Radhakrishna is a Bangalore businessman who sold the start-up Ola, an Indian partner at Uber, in 2015 for $ 200 million. He founded Koo in March last year. Earlier this month, the downturn began, the company raised $ 4.1 Million from investors, including former Infosys Mohandas Pai, a major supporter of the Modi government.

Koo has no management team, Radhakrishna said. Instead, the platform relies on people to write down what they think is the hardest part. The group only focuses on what Radhakrishna calls “exception.”

“Even Facebook and Twitter are still waiting a bit,” Radhakrishna said. “We are a 10-year-old company. We are applying our principles. He asserted that his confession had been obtained through torture and that his confession had been obtained through torture.

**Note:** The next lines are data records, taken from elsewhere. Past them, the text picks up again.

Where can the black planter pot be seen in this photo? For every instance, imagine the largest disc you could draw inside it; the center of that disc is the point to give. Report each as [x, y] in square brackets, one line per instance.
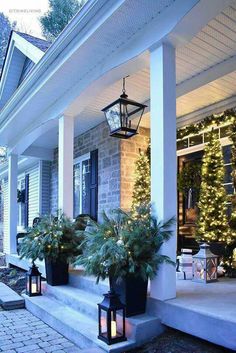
[133, 293]
[56, 272]
[218, 248]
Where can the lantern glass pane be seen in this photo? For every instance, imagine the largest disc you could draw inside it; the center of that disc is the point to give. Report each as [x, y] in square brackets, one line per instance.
[199, 273]
[211, 269]
[113, 117]
[117, 328]
[103, 322]
[35, 284]
[116, 324]
[28, 284]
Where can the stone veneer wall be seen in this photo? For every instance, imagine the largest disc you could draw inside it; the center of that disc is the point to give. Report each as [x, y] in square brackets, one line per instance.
[108, 166]
[130, 150]
[116, 166]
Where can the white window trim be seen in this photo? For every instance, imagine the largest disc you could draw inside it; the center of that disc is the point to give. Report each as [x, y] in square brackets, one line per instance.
[79, 160]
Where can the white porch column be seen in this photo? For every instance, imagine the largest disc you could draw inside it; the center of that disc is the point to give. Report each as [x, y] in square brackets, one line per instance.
[12, 202]
[163, 158]
[65, 165]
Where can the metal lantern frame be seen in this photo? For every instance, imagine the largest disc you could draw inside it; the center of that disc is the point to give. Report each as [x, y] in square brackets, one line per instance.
[121, 123]
[110, 305]
[33, 281]
[205, 265]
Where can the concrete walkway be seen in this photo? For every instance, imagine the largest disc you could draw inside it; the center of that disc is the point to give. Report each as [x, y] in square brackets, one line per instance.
[22, 332]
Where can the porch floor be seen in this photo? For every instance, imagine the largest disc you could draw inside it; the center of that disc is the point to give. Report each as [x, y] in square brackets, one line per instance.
[207, 311]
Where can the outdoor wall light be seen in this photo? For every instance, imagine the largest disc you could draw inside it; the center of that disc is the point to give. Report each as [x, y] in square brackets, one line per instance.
[124, 115]
[33, 281]
[111, 319]
[205, 265]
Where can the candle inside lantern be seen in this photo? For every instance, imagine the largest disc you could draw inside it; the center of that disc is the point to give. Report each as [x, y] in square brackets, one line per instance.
[113, 329]
[34, 288]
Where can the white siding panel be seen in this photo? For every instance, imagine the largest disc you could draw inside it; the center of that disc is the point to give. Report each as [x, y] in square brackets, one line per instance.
[5, 217]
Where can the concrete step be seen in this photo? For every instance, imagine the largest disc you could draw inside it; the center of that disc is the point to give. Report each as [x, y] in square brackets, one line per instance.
[9, 299]
[79, 280]
[77, 299]
[75, 326]
[140, 327]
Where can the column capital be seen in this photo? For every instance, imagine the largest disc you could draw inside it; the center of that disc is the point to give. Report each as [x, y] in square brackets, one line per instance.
[156, 46]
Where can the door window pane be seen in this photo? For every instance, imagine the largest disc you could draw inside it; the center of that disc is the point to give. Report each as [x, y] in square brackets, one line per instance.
[85, 186]
[82, 187]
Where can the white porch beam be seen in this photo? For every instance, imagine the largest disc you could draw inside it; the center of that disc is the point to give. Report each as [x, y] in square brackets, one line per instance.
[65, 165]
[12, 202]
[163, 158]
[203, 78]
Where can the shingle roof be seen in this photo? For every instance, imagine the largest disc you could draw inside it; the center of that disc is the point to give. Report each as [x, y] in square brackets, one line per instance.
[37, 42]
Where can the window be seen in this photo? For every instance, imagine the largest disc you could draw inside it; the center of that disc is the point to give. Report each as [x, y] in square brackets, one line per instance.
[82, 185]
[21, 205]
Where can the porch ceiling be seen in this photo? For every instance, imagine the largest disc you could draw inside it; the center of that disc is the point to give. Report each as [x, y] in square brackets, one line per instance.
[213, 47]
[205, 67]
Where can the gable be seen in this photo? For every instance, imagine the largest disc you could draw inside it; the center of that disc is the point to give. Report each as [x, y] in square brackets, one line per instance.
[24, 51]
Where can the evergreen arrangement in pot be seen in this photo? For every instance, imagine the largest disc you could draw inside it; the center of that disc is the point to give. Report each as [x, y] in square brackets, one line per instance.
[55, 240]
[125, 248]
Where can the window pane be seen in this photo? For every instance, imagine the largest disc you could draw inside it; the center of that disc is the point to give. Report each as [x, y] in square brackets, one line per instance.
[23, 214]
[76, 190]
[182, 144]
[85, 186]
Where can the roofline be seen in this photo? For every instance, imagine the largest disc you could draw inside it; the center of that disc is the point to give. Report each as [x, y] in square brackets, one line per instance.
[4, 62]
[78, 23]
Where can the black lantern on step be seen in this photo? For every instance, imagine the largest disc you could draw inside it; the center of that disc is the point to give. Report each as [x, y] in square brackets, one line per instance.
[33, 281]
[205, 265]
[124, 116]
[111, 319]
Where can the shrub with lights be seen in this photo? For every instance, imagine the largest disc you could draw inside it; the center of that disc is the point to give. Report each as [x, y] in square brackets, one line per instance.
[212, 224]
[125, 248]
[55, 239]
[142, 185]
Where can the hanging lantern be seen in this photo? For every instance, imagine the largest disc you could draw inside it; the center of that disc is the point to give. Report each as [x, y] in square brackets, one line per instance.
[205, 265]
[111, 319]
[124, 115]
[33, 281]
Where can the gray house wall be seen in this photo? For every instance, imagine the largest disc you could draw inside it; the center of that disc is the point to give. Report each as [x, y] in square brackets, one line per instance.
[116, 161]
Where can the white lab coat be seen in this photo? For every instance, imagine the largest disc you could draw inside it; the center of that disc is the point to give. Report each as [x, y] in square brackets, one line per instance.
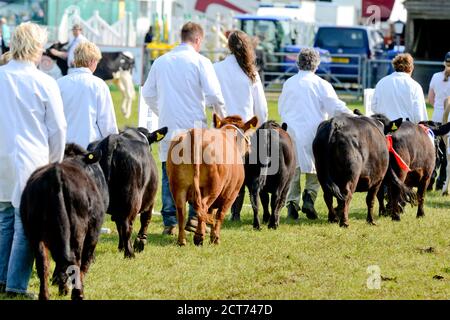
[441, 89]
[71, 48]
[88, 107]
[305, 101]
[179, 86]
[400, 96]
[242, 97]
[32, 126]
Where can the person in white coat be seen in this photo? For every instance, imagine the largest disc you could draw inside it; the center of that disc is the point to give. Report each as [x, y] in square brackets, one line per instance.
[440, 90]
[32, 134]
[88, 105]
[398, 95]
[239, 80]
[179, 86]
[69, 55]
[305, 101]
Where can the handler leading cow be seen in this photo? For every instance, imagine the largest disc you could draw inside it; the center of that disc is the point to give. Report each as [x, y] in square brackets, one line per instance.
[306, 101]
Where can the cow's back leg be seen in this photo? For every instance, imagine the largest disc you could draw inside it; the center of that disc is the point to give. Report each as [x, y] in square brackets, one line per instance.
[42, 266]
[236, 208]
[328, 198]
[421, 190]
[265, 199]
[141, 239]
[370, 201]
[253, 190]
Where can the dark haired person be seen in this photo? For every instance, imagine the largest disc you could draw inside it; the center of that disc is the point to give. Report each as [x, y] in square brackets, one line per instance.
[305, 101]
[179, 86]
[239, 80]
[398, 95]
[440, 90]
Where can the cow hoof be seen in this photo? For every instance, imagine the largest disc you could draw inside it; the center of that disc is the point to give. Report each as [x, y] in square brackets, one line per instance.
[198, 240]
[272, 226]
[139, 244]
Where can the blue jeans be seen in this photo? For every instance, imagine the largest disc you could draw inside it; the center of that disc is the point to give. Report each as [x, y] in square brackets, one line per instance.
[16, 256]
[169, 211]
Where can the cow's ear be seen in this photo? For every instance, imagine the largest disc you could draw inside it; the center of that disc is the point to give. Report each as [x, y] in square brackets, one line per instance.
[93, 157]
[251, 124]
[394, 125]
[158, 135]
[217, 122]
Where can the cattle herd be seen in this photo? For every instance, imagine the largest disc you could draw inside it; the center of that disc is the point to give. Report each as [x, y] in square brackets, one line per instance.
[118, 175]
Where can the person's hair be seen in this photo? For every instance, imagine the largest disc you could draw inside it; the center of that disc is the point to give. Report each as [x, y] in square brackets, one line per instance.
[403, 62]
[190, 31]
[241, 46]
[27, 42]
[85, 53]
[308, 59]
[4, 58]
[446, 71]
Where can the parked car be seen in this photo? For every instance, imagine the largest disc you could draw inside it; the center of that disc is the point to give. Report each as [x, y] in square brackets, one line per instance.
[348, 45]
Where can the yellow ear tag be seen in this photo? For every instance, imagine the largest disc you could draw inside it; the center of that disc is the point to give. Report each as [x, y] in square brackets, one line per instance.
[159, 136]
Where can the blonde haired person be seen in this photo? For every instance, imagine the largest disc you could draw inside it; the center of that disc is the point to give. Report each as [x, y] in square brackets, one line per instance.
[4, 58]
[440, 90]
[32, 134]
[88, 105]
[398, 95]
[239, 80]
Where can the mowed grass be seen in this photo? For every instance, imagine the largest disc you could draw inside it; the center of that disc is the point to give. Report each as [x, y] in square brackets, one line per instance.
[301, 260]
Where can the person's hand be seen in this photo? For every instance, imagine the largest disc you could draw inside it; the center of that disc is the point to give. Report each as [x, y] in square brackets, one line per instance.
[54, 52]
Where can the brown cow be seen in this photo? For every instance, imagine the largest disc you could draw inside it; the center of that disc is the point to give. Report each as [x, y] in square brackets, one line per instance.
[205, 167]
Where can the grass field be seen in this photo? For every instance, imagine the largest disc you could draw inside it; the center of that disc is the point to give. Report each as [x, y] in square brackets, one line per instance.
[301, 260]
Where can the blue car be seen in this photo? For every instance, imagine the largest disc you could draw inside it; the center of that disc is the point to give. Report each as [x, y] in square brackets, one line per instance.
[348, 47]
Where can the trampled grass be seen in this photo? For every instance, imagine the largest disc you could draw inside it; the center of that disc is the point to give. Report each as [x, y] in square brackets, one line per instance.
[301, 260]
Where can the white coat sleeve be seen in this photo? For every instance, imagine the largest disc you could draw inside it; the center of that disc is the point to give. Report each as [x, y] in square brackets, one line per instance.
[106, 117]
[418, 104]
[211, 87]
[149, 90]
[259, 101]
[331, 102]
[55, 122]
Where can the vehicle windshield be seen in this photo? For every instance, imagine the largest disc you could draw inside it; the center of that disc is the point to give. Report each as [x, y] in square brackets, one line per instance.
[340, 38]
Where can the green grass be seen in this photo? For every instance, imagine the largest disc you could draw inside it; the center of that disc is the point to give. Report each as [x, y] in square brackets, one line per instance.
[300, 260]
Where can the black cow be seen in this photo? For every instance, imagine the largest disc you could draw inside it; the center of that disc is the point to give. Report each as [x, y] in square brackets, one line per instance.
[351, 155]
[132, 179]
[413, 145]
[258, 182]
[62, 208]
[110, 63]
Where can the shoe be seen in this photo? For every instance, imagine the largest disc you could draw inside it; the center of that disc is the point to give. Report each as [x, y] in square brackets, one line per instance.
[21, 296]
[169, 230]
[308, 206]
[192, 223]
[292, 211]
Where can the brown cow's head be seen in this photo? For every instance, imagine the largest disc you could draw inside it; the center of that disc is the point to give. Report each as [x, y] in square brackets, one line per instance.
[236, 122]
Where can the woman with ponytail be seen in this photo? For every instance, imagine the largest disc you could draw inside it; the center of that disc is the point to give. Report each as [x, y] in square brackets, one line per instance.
[440, 90]
[239, 80]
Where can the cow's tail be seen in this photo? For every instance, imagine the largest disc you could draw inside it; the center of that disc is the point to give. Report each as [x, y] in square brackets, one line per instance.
[62, 225]
[406, 194]
[330, 185]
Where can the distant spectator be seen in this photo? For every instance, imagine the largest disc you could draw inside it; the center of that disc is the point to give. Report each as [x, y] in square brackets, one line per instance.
[398, 95]
[149, 35]
[440, 90]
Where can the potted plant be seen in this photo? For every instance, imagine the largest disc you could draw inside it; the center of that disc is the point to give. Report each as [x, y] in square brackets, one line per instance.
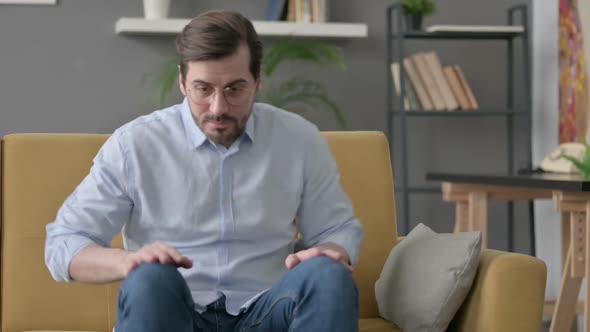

“We can’t do anything about something because we feel it,” he said. “It is taken in accordance with the laws of the land.”

A small section called “Rules and Conditions” installed during the program prohibits individuals from posting material that “violates another’s privacy,” “hate,” “racist” or “racist,” or “insulting.”

Although comparison for Parler, who has established himself as a way to manage Twitter and Facebook in the US, Radhakrishna insists his program is politically neutral. “We would love anyone who wants to take the platform to the next level,” he said. “We are not the only politicians in India. The platform is designed to explain and explain everything. ”

More than a dozen in Indian state governments now use Koo. Earlier this month, the IT ministry, a government department that threatened Twitter officials with imprisonment, wrote a statement to Koo expressing dissatisfaction with Twitter hours before posting the same statement on Twitter, a platform designated by the department.

Inside Twitter, which ranks India in the fastest growing markets around the world, staff are keeping a close eye on Koo. “Obviously it’s on our radar,” an employee who asked not to be identified, told BuzzFeed News. “I don’t know if it’s going to be dangerous, but we’re seeing it.”

Radhakrishna said the company’s startup made this possible. “We are an Indian company and we are launching our operations in favor of the Indians,” he said. “This will be better than what foreign companies do because they are also governed by the house rules they have made.”

Asked what he meant by “Indians,” Radhakrishna said he had no concrete examples. “I haven’t had any problems,” he said.